Certain.e.s lecteur.rice.s seront peut-être surpris.e.s ou confus.e.s par le processus que je mets de l’avant, d’autres s’y reconnaitront. Ce n’est certainement pas la manière la plus facile de pratiquer notre belle profession. Ça demande d’abandonner la position sécuritaire d’expert qui conduit la séance et qui sait déjà ce qui est bon pour ses client.e.s. Ça demande aussi d’être prêt à tolérer l’inconfort, à se sentir mal outillé ou incompétent par moment. C’est accepter d’entrer dans un monde qu’on ne connait pas et y naviguer même si les règles nous échappent par moment. C’est un exercice conscient de prioriser la propre compréhension de notre client.e avant la nôtre.
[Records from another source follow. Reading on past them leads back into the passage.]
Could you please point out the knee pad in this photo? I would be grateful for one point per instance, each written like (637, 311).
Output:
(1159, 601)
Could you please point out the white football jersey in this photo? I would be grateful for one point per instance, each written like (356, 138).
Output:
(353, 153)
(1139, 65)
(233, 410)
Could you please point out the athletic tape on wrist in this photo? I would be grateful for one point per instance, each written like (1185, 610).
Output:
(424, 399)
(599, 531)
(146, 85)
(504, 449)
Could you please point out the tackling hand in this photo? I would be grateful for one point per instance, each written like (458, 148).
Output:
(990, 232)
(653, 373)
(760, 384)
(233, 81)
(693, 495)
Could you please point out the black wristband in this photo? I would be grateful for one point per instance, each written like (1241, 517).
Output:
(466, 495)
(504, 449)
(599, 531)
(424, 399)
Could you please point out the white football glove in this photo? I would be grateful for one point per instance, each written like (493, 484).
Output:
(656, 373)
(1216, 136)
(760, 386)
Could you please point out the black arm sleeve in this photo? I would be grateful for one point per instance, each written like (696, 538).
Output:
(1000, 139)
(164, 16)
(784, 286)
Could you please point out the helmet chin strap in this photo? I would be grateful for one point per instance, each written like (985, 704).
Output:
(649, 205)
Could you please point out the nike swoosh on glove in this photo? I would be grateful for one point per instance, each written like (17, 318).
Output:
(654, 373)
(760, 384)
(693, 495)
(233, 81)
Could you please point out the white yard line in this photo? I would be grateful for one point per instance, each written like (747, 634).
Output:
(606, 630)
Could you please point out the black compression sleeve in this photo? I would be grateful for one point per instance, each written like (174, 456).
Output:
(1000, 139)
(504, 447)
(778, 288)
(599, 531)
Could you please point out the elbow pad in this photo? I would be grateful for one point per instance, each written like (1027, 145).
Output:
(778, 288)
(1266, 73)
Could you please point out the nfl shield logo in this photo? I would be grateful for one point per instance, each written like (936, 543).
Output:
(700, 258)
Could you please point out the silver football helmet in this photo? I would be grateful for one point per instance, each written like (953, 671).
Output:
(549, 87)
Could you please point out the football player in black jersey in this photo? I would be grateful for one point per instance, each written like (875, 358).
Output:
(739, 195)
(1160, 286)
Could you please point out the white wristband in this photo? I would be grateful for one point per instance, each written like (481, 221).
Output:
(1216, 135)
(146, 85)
À mon sens, cette façon de sortir des sentiers battus fait honneur aux changements que nous mettons en place ensemble depuis l’adoption de la loi 21. Les conseiller.ère.s d’orientation d’aujourd’hui aspirent à se distancer du modèle archaïque de la profession, celui du professionnel qui rencontre son client une fois, lui fait passer un « test » et le relie à une profession illico presto. Je crois sincèrement que nos client.e.s comme nos conseiller.ère.s d’orientation y gagnent au change.

Si ce n’était pas assez flagrant à travers les derniers paragraphes, je me réjouis du thème de la Semaine québécoise de l’orientation de cette année qui touche un sujet essentiel dans tout processus d’orientation et de réorientation de carrière. Construire et découvrir ce qui fait sens en soi, c’est trouver qui l’on est vraiment, à un moment précis dans sa vie. Pour plusieurs personnes qui se sentent piégées et figées face à leurs circonstances, c’est seulement en reconnectant avec cette base solide que les solutions pratiques et concrètes de la recherche et du maintien en emploi deviennent réalisables. C’est avec cette base solide qu’il devient possible de surmonter les émotions incapacitantes.

Cette également de cette façon que nous pouvons contribuer comme conseiller.ère.s d’orientation, tout comme les autres professionnel.le.s du domaine de l’intervention, pour lutter contre la hausse importante de la détérioration de la santé mentale dans notre belle province. J’espère qu’avec suffisamment de temps, nous arriverons collectivement à mieux faire connaitre la qualité de l’expertise des conseiller.ère.s d’orientation pour que nous puissions avoir la reconnaissance et les moyens nécessaires à l’amélioration de la qualité de vie de tous et toutes.

En espérant qu’en 2022, le prochain jeune garçon de 17 ans quitte son conseiller d’orientation avec moins d’idées prémâchées dans la tête et plus de sensibilité envers ce qui bouge à l’intérieur de lui-même.